Label: Downtown Release Date: 20/07/2009

52278
Finnsd by Finn Scott-Delany August 25th, 2009

Dante Terrell Smith seemed to have lost all interest in the rap game. Though his acting career could never be considered a vanity project of the likes of his gangsterish peers – he’s starred in films since the age of 14 – his prolific Hollywood turns appeared to signal his decline as one his generation’s finest emcees. Be it from a dearth of inspiration or terminal distraction, Mos Def’s prodigal talent at the mic had been put to one side.

But after a certain earth-shattering political shift in America, and a considerable absence of heavyweight records, a few of hip-hop’s elder statesmen have been tempted back into the studio, Mos Def among them with an excellent return, his fourth solo album and best since debut Black on Both Sides.

Kanye West might have been considered a safe pair of hands for this comeback, but Mos Def has given Madlib and brother/protégée Oh No! the majority slab of beat-making. The results are straight out of a Stone’s Throw mix, both atmospherically and literally, a sense of alienation, obscurity and hauntedness characterising the overall sound. Kanye is obviously capable of more than the 808s and Autotune that typified his last album, but Madlib’s underground nous and atmospheric prowess make his stewardship a fine choice.

Loosener ‘Supermagic’ is a sucker-blow to the jowls, opening with a radical student address from Malcolm X, urging his audience to “change this miserable condition that exists on this earth”, and giving way to a piercing guitar riff, sampling a Turkish protest song.
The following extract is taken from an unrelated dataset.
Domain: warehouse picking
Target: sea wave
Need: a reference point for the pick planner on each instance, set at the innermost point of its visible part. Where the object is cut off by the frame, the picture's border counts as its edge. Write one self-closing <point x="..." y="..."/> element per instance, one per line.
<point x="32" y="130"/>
Musical allusions aside, earnestness is mostly absent here, with incisive wordplay and assorted references dotted pneumatically throughout verses that value style and delivery over content and depth.

Following his ill-conceived diversion into rap-rock, The Ecstatic’s masterful showcase of globetrotting beats thrives where equally disparate producers might have produced an inconsistent muddle. In fact, the variety works to create an overall disjointedness, albeit a successful one thanks to an expert final cut. Like M.I.A.’s Kala, no style is off limits, the only place where this strategy fails being the unconvincing Spanish flow of ‘No Hay Nada Mas’ and the sole foray into commercial rap, ‘Life in Marvellous Times’, produced by Ed Banger’s Mr. Flash.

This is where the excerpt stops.